Molecular Detection Challenges:

• Genetic diversity within the CTX-M-2 group requiring broad-spectrum primers or multiple PCR assays

• The potential for new mutations that may affect primer binding sites in evolved variants

• Challenges in designing specific primers that distinguish CTX-M-2 from closely related variants

• Differentiating between the presence of the gene and its expression in heterogeneous samples

Environmental Sample Processing:

• Low bacterial concentrations in environmental samples requiring enrichment steps

• Complex sample matrices from poultry farms and food products that may inhibit PCR or other detection methods

• Presence of viable but non-culturable bacteria carrying bla CTX-M-2

• Distinguishing between dead and viable bacteria containing resistance genes

Characterization Complications:

• Labor-intensive nature of full sequencing for comprehensive characterization of variants

• Difficulty in predicting phenotypic properties from genotypic data, as seen with the P167S mutation's effects

• Challenges in determining the complete genetic context of bla CTX-M-2 (plasmid type, surrounding genetic elements)

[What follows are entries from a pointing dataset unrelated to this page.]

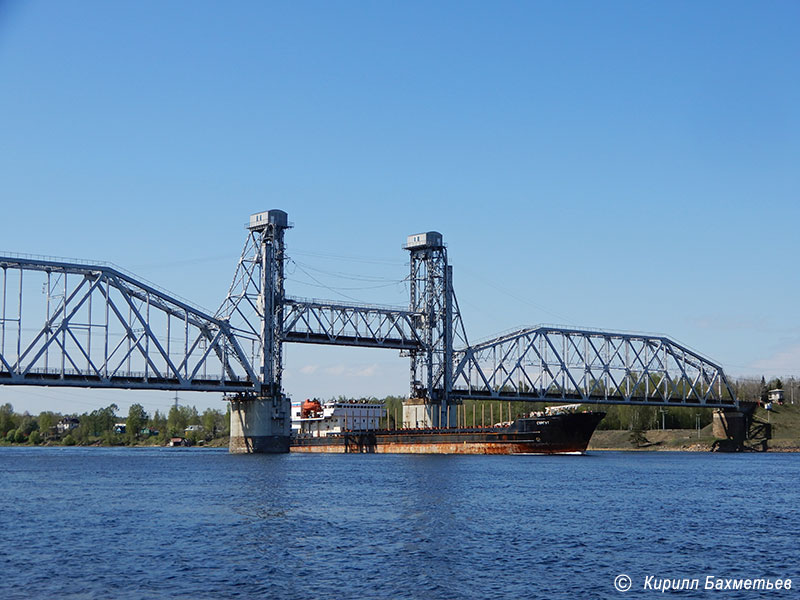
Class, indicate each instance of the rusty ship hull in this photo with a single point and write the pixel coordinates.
(553, 434)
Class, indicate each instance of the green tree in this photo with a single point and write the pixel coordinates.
(179, 418)
(7, 420)
(47, 420)
(136, 421)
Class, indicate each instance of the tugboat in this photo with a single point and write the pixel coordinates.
(353, 427)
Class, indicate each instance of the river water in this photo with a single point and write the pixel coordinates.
(201, 523)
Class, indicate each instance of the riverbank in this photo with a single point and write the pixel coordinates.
(784, 420)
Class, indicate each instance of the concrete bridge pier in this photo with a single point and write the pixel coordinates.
(260, 425)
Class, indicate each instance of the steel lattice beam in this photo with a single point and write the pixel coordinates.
(553, 363)
(320, 322)
(103, 328)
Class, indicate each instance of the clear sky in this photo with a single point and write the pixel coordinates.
(617, 165)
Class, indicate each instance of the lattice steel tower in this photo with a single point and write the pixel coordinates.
(254, 308)
(431, 290)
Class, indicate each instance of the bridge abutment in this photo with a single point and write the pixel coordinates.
(260, 426)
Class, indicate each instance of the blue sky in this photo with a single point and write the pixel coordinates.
(617, 165)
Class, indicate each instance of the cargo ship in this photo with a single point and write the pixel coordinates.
(353, 427)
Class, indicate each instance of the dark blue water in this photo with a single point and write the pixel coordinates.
(170, 523)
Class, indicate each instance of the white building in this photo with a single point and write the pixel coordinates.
(336, 417)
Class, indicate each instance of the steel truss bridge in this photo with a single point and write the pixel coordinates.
(94, 325)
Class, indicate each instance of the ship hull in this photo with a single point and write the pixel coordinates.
(555, 434)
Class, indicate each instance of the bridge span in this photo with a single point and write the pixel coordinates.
(75, 324)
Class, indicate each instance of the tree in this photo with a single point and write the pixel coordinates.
(47, 420)
(7, 421)
(137, 419)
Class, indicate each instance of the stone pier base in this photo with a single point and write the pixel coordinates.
(260, 426)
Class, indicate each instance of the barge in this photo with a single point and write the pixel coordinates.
(339, 427)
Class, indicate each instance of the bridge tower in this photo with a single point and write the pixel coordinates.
(431, 290)
(261, 422)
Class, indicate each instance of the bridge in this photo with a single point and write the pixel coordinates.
(75, 324)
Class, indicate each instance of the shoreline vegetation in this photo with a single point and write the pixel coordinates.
(640, 428)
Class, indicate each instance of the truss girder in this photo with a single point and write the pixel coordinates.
(548, 363)
(82, 325)
(318, 322)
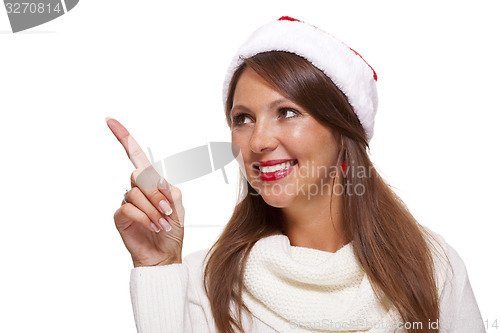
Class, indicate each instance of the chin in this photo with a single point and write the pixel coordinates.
(276, 200)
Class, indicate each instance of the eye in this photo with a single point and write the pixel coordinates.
(240, 119)
(287, 113)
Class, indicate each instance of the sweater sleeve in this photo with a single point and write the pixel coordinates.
(459, 312)
(165, 300)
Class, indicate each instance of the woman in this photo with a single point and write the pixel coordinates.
(318, 241)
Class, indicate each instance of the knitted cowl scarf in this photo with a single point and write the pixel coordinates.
(297, 289)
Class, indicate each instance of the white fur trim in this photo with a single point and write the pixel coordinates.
(350, 73)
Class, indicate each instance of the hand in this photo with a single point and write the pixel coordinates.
(152, 233)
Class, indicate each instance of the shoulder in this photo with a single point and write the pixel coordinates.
(449, 266)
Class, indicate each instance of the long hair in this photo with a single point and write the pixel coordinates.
(389, 243)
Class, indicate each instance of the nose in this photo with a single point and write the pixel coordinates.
(263, 138)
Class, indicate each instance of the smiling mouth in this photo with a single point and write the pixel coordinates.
(276, 167)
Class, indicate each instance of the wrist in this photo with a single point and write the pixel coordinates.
(169, 260)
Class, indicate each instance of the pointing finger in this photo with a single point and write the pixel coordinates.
(134, 151)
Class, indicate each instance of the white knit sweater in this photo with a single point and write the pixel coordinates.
(294, 289)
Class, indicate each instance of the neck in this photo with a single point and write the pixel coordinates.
(309, 223)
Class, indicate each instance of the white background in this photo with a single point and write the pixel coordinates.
(158, 68)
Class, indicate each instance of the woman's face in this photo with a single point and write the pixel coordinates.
(288, 156)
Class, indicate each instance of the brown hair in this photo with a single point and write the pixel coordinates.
(389, 243)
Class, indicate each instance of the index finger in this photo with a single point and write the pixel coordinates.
(134, 151)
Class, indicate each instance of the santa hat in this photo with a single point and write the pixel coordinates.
(344, 66)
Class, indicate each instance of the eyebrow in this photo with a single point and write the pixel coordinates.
(271, 105)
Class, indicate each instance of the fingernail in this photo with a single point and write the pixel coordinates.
(165, 207)
(163, 185)
(155, 227)
(165, 224)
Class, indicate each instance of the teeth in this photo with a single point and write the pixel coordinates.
(277, 167)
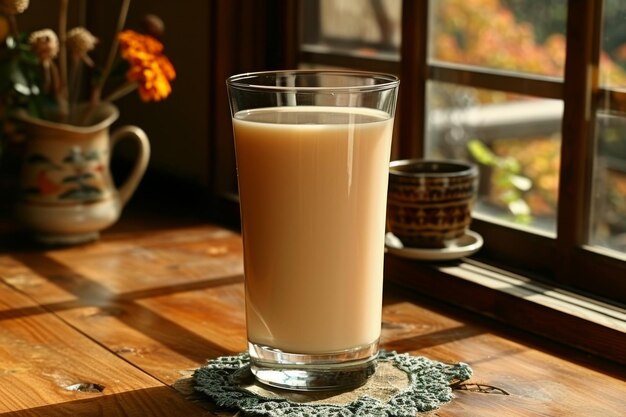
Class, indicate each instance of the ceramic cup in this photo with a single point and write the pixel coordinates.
(430, 202)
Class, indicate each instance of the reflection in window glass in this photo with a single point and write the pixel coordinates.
(513, 35)
(515, 141)
(366, 27)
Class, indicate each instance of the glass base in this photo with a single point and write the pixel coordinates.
(313, 372)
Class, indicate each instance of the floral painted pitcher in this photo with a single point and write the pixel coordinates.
(67, 195)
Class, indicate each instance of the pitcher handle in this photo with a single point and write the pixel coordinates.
(129, 186)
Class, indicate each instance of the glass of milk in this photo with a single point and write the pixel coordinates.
(312, 150)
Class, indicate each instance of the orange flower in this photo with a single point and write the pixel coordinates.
(152, 70)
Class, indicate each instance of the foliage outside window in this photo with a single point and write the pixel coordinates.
(496, 91)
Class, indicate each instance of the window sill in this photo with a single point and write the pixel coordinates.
(558, 315)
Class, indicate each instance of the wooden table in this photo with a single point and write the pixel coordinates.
(114, 328)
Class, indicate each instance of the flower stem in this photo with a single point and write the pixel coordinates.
(121, 91)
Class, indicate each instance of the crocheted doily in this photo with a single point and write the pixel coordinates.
(401, 386)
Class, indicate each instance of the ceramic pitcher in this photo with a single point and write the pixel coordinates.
(67, 194)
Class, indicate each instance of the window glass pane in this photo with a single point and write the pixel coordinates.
(515, 140)
(365, 27)
(608, 203)
(513, 35)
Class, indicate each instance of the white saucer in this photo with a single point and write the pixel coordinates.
(466, 245)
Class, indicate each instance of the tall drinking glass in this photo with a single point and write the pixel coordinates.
(312, 151)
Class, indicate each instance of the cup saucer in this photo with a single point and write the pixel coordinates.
(466, 245)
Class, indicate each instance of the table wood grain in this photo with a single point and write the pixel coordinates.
(131, 315)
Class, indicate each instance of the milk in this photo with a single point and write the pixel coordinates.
(313, 188)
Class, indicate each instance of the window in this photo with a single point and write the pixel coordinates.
(492, 81)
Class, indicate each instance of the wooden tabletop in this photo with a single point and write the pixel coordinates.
(114, 328)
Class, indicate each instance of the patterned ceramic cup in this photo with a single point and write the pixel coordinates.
(430, 202)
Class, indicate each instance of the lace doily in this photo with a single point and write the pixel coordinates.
(401, 386)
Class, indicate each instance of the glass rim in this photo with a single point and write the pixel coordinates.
(243, 81)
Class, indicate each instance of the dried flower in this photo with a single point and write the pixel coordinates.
(13, 7)
(152, 70)
(79, 42)
(45, 44)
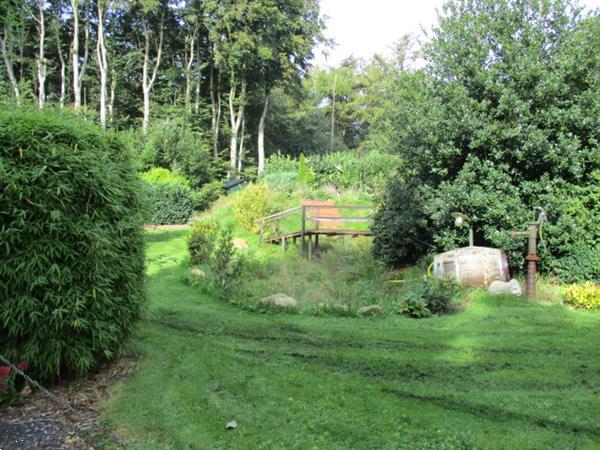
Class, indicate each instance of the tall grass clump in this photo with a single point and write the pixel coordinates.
(72, 250)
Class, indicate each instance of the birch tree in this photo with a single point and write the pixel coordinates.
(11, 23)
(41, 62)
(102, 6)
(78, 64)
(149, 74)
(61, 58)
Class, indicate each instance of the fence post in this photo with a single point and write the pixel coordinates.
(303, 233)
(262, 230)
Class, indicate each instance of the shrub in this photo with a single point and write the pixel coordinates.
(207, 195)
(434, 295)
(162, 175)
(168, 200)
(350, 170)
(251, 204)
(400, 226)
(12, 384)
(280, 163)
(72, 253)
(201, 240)
(586, 295)
(305, 174)
(281, 180)
(413, 307)
(175, 146)
(226, 269)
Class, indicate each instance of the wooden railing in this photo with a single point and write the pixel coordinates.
(310, 220)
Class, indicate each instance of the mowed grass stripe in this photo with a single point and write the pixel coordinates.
(503, 374)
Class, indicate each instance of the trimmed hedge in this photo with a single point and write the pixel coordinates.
(72, 249)
(167, 199)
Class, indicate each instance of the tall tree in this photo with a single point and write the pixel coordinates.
(101, 52)
(78, 64)
(11, 38)
(41, 62)
(149, 9)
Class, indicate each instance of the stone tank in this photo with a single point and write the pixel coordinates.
(472, 266)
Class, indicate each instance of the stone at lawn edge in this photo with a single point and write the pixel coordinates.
(370, 310)
(239, 243)
(279, 300)
(505, 287)
(198, 272)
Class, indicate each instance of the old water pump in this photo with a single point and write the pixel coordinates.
(532, 258)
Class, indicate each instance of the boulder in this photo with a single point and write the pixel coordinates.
(370, 310)
(239, 243)
(505, 287)
(198, 272)
(279, 300)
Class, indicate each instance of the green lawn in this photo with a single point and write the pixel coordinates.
(506, 373)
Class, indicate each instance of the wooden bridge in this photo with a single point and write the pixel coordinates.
(313, 219)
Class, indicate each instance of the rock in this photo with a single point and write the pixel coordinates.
(370, 310)
(502, 287)
(239, 243)
(198, 272)
(279, 300)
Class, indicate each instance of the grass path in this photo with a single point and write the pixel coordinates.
(505, 374)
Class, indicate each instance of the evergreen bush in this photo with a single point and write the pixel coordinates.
(305, 174)
(201, 240)
(167, 198)
(72, 249)
(251, 204)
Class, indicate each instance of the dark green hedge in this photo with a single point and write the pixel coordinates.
(168, 203)
(71, 245)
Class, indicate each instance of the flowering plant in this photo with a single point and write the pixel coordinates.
(12, 384)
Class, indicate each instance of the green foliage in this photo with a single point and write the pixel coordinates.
(168, 203)
(72, 252)
(429, 296)
(201, 240)
(12, 384)
(509, 373)
(586, 295)
(281, 180)
(250, 205)
(305, 174)
(162, 175)
(413, 307)
(176, 147)
(167, 198)
(225, 265)
(367, 172)
(280, 163)
(496, 126)
(207, 195)
(400, 226)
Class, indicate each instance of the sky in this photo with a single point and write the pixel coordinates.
(365, 27)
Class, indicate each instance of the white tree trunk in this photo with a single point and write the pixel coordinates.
(41, 59)
(77, 67)
(215, 103)
(235, 117)
(241, 152)
(8, 62)
(113, 86)
(188, 71)
(261, 136)
(63, 65)
(333, 112)
(102, 62)
(147, 79)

• Limited understanding of the fitness costs associated with different mutations in various environments

Emerging Research Needs:

• Development of rapid and reliable methods for detecting and characterizing CTX-M-2 variants

• Understanding the evolutionary constraints exemplified by the trade-off between ceftazidime and cefepime resistance

• Elucidating the ecological niches and transmission routes between poultry environments and human infections

• Investigating the impact of CTX-M-2 variants on treatment outcomes and infection control strategies

Addressing these challenges requires integrated approaches combining phenotypic methods (like MIC determination and IEF), molecular techniques (multiplex PCR, whole genome sequencing), and advanced analytical tools to comprehensively characterize CTX-M-2 variants and understand their evolutionary dynamics in various ecological niches.